Tornante dopo tornante, la vista si apriva sempre di più. Il mare, l’orizzonte, le altre isole che spuntavano come sorelle silenziose… sembrava un sogno che si allargava sotto i piedi.

Poi, improvvisamente, lo scenario cambiava. Il sentiero si faceva più selvaggio, spezzato dai solchi scavati dall’acqua piovana. E sopra, un paesaggio quasi lunare: rocce rosse, gialle, venature nere. Un mondo minerale, crudo, dove ferro e zolfo disegnano colori che non trovi altrove.

Una piccola arrampicata tra formazioni rocciose grosse come balene addormentate, e poi… le fumarole. Il respiro del vulcano. Quelle nuvole calde che salgono dalla terra ti ricordano che sotto i piedi c’è fuoco vivo.

Lassù, con il vento in faccia

Mi sono seduto lì, sul bordo, con il panino ormai un po’ stropicciato nello zaino e il vento che soffiava deciso. Forte. Ti spostava quasi. Ti metteva alla prova. Lo zolfo pizzicava il naso, ma era come se la montagna ti stesse parlando. E io l’ascoltavo. Senza fretta.

Davanti a me il cratere si apriva immenso, silenzioso e vivo.
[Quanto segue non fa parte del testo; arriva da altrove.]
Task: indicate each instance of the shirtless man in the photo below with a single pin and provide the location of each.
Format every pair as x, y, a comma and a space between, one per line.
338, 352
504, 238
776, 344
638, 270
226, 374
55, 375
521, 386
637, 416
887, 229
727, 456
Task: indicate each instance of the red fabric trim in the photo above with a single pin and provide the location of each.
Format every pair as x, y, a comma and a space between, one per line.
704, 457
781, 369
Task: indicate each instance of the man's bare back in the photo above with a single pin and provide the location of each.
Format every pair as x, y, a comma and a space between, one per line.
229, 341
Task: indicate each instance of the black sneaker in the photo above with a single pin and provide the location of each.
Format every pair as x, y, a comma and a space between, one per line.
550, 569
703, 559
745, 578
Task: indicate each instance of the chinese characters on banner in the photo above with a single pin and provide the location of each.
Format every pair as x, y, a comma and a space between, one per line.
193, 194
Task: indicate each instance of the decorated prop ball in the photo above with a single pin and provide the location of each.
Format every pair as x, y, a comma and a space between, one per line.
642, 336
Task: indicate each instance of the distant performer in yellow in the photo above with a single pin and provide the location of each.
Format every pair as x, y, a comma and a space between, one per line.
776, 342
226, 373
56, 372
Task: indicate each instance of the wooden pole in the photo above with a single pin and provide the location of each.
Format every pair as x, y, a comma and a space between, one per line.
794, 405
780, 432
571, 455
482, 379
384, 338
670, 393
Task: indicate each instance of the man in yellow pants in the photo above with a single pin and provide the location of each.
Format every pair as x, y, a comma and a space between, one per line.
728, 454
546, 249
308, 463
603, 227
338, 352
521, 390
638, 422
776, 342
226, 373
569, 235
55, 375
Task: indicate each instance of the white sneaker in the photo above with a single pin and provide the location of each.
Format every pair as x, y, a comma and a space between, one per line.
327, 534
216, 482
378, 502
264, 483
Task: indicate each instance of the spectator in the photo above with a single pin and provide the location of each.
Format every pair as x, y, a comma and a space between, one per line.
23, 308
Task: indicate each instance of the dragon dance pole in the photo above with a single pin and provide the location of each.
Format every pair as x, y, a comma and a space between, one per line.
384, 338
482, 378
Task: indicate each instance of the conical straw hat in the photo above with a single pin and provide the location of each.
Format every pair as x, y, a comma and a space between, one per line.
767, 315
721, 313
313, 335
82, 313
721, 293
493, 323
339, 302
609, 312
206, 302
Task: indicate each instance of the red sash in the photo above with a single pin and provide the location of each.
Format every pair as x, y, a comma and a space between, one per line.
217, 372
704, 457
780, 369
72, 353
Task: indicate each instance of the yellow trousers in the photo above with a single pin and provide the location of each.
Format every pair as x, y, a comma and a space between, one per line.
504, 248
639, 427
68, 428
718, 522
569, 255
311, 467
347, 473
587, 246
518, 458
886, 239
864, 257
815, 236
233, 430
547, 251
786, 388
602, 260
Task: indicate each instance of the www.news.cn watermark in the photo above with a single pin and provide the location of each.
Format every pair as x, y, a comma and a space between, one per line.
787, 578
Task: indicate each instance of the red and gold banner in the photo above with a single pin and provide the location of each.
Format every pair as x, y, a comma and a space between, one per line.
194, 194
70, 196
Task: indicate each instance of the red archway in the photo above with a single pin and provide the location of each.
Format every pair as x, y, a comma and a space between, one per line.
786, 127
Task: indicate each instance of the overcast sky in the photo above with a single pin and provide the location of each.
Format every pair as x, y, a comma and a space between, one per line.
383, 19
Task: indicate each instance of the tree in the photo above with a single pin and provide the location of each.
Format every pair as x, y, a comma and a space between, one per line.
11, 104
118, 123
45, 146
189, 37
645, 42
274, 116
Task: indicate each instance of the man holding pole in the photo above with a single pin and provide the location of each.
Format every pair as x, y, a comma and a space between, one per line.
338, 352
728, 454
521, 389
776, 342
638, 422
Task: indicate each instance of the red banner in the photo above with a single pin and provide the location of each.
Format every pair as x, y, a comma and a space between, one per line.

Dentro non c’era solo cenere: c’era la storia dell’isola, le sue paure e la sua bellezza spietata. Mi sembrava quasi di sentire il battito del cuore della terra.

Con quel vento in faccia e la polvere che si infilava dappertutto, mangiare quel panino è diventato un rito. Un gesto semplice, ma potente. Mi bastava guardarmi intorno per sentirmi sazio. Quello che avevo davanti agli occhi era più che sufficiente.

Ritorno alla realtà, con un arrivederci nel cuore

La discesa è stata lenta, quasi un ritorno alla realtà. Mi sono voltato più volte, come si fa quando lasci un posto a cui ormai ti sei affezionato. Ogni passo era un arrivederci, non un addio.

Vulcano mi ha ricordato quanto siamo fragili e forti allo stesso tempo. Quanto siamo piccoli, ma capaci di meraviglia.

Tornerò. Perché ci sono luoghi che ti aspettano, anche quando non lo sai e alla via così…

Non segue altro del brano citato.